この展覧会は、佐賀・鍋島報效会所蔵の作品に構成しています。鍋島報效会は、江戸時代においては佐賀藩35万石の藩主、近代では侯爵となった鍋島家より作品の寄贈をうけ、その研究・保存・展示活動を行っています。
鍋島家に伝わった道具の数々は、幾度かの災禍に遭いながらも、その難を潜り抜け、作品の大半は散逸することもなく受け継がれました。
この大切に使われ、守り伝えられた御道具類は、大名家に相応しい品格が見られ、江戸時代の生活文化の格と広がりを示します。とりわけ染織品は、江戸時代の伝統と格式を大切に調和させた作品であり、刺繍に彩られた小袖は、女性たちの華やかな生活を彷彿させます。

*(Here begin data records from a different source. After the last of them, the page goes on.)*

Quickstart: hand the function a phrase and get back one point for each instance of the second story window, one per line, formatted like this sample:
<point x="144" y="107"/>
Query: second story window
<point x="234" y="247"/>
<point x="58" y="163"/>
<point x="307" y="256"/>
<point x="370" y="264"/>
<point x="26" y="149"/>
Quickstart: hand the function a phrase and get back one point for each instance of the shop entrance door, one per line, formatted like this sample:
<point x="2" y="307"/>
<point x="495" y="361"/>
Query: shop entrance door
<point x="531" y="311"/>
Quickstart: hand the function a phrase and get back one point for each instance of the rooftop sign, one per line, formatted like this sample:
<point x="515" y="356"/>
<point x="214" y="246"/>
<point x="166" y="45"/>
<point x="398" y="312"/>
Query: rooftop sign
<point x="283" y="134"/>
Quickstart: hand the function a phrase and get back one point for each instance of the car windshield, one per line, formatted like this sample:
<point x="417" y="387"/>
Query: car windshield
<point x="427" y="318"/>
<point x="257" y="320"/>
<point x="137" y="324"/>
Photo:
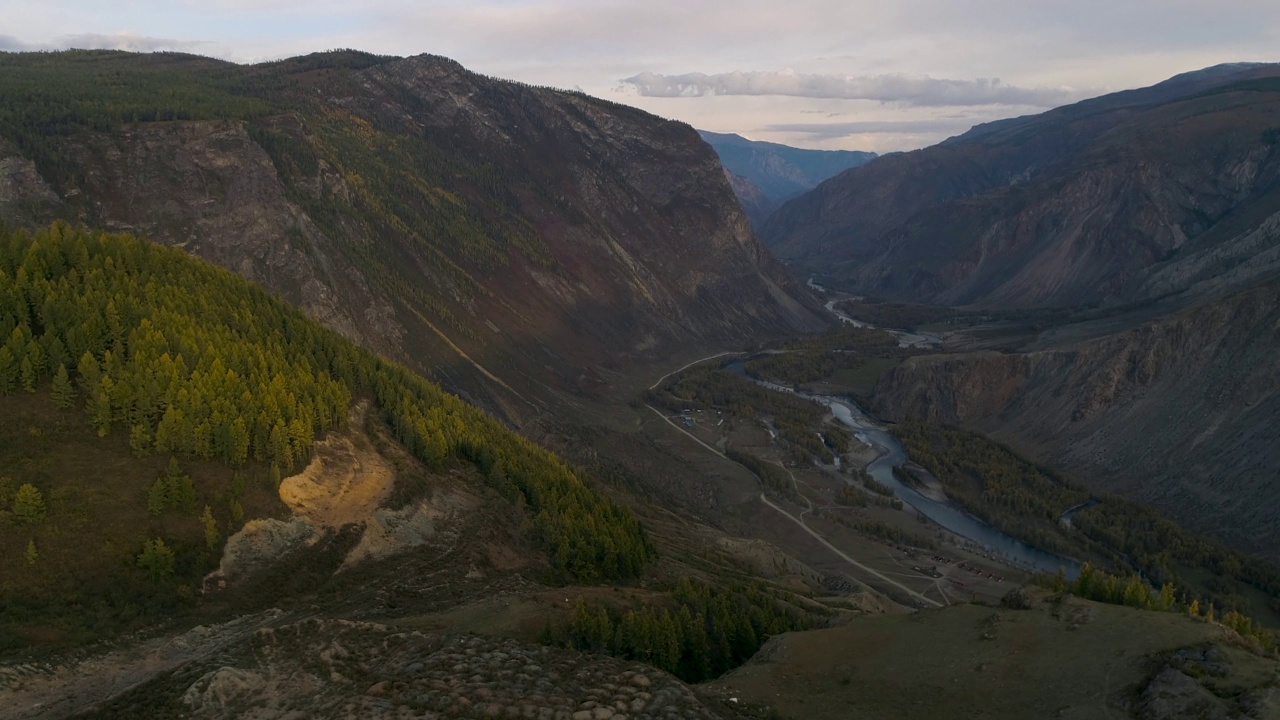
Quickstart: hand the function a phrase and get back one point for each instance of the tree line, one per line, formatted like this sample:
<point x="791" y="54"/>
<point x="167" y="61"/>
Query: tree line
<point x="195" y="361"/>
<point x="700" y="634"/>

また、維新後には「鹿鳴館時代」に象徴されるように欧風化という時代の流れの変化の中で、時代を先取りした最先端の服飾としてのドレス類を身にまとうようにもなります。
日本の伝統文化を受け継ぎつつも、新進の気風を柔軟に取り入れる様は、江戸時代の小袖で仕立てられた鹿鳴館時代の夜会服という他にその例を見ない貴重なからも感じられます。
なお千駄ヶ谷の国立能楽堂展示室においては、鍋島家伝来の能装束を中心とした展示が行われています。二つの展示をご覧になり、「大名から侯爵へ」の名の通り、時代を越えて受け継がれてきた鍋島家の文化の多様性を楽しんで頂ければと思います。